The accompanying charts show what has happened to the share prices of an index of euro zone bank stocks, and to each of the 28 members in the index, since June 30. In early July, the index kept falling, but by late in the month it turned around. Anyone who bought all the banks at the end of June is up by about 25 percent. Anyone with the good fortune to buy at the exact bottom has a profit of about half the money invested.

The bank stocks have outperformed other European stocks and they have outperformed American bank stocks, although the shares of most American banks also have risen.

The reasons for the relaxation of investor fears are simple enough. There is a growing confidence that euro zone institutions will succeed in their support efforts. Finance ministers are still arguing about the details of a single regulator for banks throughout the zone, but the European Central Bank’s promise to lend money to banks that need it is widely accepted, and investors believe that Germany will put up whatever money is needed to keep the euro zone from breaking up.

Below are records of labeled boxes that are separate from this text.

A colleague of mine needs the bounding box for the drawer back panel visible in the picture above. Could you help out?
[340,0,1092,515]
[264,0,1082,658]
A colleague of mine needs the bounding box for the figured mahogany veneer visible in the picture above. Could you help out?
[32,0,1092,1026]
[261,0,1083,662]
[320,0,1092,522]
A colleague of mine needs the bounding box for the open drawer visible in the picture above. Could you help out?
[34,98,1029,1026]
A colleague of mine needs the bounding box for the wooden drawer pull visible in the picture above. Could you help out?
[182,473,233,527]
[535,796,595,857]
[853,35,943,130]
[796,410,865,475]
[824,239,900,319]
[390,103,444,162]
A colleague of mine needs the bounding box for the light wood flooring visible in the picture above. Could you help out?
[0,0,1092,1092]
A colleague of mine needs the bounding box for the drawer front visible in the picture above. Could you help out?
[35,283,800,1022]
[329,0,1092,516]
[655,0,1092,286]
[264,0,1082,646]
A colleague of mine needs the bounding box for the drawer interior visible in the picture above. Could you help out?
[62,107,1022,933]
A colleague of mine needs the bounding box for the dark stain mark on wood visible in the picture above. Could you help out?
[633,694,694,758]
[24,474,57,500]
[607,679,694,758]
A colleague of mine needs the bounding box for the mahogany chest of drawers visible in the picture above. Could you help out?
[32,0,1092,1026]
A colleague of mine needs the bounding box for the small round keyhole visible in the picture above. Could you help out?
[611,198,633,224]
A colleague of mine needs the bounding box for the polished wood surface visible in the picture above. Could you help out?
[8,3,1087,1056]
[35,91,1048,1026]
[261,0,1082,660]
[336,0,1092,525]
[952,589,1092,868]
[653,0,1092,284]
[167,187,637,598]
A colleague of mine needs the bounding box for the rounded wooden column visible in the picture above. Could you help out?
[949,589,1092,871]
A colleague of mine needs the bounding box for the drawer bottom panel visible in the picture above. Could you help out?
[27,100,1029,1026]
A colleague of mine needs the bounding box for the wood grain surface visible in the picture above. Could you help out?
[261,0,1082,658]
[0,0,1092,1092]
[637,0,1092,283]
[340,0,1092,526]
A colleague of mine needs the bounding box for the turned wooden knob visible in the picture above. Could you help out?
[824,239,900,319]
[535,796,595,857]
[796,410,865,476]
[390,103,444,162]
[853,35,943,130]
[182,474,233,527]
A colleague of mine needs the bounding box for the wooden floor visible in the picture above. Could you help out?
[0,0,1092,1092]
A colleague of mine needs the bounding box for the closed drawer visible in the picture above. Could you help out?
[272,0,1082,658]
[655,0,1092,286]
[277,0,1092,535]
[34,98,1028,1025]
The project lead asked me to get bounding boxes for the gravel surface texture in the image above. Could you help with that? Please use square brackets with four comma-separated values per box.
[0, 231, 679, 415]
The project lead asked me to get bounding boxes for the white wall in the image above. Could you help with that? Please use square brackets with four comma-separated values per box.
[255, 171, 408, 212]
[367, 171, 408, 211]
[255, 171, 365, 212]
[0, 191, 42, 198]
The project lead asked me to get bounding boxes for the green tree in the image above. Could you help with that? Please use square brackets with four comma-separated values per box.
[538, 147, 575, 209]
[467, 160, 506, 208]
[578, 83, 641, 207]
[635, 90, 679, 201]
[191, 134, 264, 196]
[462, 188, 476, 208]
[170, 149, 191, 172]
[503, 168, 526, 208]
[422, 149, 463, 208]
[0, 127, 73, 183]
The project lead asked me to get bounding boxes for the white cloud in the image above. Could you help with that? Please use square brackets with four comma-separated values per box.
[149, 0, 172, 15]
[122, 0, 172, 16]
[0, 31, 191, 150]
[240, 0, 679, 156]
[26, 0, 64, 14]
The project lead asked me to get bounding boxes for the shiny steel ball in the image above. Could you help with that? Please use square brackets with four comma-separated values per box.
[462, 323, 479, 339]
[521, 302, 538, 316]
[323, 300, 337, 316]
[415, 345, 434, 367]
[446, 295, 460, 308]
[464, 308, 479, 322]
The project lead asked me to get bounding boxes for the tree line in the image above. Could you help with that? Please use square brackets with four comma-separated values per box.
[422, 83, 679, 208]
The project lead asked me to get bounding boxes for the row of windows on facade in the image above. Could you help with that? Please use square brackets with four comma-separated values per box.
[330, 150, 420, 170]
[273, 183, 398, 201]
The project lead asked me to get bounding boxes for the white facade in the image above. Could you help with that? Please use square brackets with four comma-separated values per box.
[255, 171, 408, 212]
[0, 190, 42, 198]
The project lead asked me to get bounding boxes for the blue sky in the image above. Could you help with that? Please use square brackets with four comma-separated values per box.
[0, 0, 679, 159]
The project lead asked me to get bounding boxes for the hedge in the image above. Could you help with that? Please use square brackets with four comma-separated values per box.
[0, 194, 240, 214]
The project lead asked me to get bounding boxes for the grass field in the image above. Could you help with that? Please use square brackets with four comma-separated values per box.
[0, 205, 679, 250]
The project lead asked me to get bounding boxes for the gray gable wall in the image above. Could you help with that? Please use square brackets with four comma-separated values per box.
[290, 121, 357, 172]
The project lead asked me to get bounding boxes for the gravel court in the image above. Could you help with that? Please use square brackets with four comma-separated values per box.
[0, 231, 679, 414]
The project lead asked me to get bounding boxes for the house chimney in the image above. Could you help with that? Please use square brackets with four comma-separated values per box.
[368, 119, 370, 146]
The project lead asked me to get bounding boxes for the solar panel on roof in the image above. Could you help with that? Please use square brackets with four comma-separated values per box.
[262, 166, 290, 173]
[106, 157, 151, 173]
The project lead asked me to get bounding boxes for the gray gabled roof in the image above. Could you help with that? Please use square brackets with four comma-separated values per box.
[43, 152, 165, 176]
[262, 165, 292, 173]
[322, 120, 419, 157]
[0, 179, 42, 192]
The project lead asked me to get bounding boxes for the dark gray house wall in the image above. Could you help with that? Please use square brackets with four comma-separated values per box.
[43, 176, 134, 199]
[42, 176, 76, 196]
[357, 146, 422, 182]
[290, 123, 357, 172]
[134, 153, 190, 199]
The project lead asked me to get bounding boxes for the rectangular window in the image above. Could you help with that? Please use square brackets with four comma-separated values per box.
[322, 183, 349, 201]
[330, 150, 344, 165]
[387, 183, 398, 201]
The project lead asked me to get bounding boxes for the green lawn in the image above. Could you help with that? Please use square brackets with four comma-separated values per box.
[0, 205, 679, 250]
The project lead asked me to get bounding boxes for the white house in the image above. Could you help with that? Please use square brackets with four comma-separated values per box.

Troubled governments like Italy and Spain are still paying much more than Germany to borrow, but their rates have fallen. Costs have declined even in Portugal, which is in the weakest position of countries other than Greece. The French banks led the way up in late 2012, but even the price of Banco Espirito, a Portuguese bank, has soared by about half since midyear. There are still major concerns about troubled Spanish banks, and two of those join an Italian institution in being the only stock market losers over the period. But the National Bank of Greece managed a small gain.

None of this means that those banks have served long-term shareholders well. Only one of them, a Finnish institution, has a share price higher than it did at the end of 2007, before the financial crisis.

But, for now at least, investors seem to have growing confidence that the banks will survive. Given the fears of a few months ago, that is reason for celebration.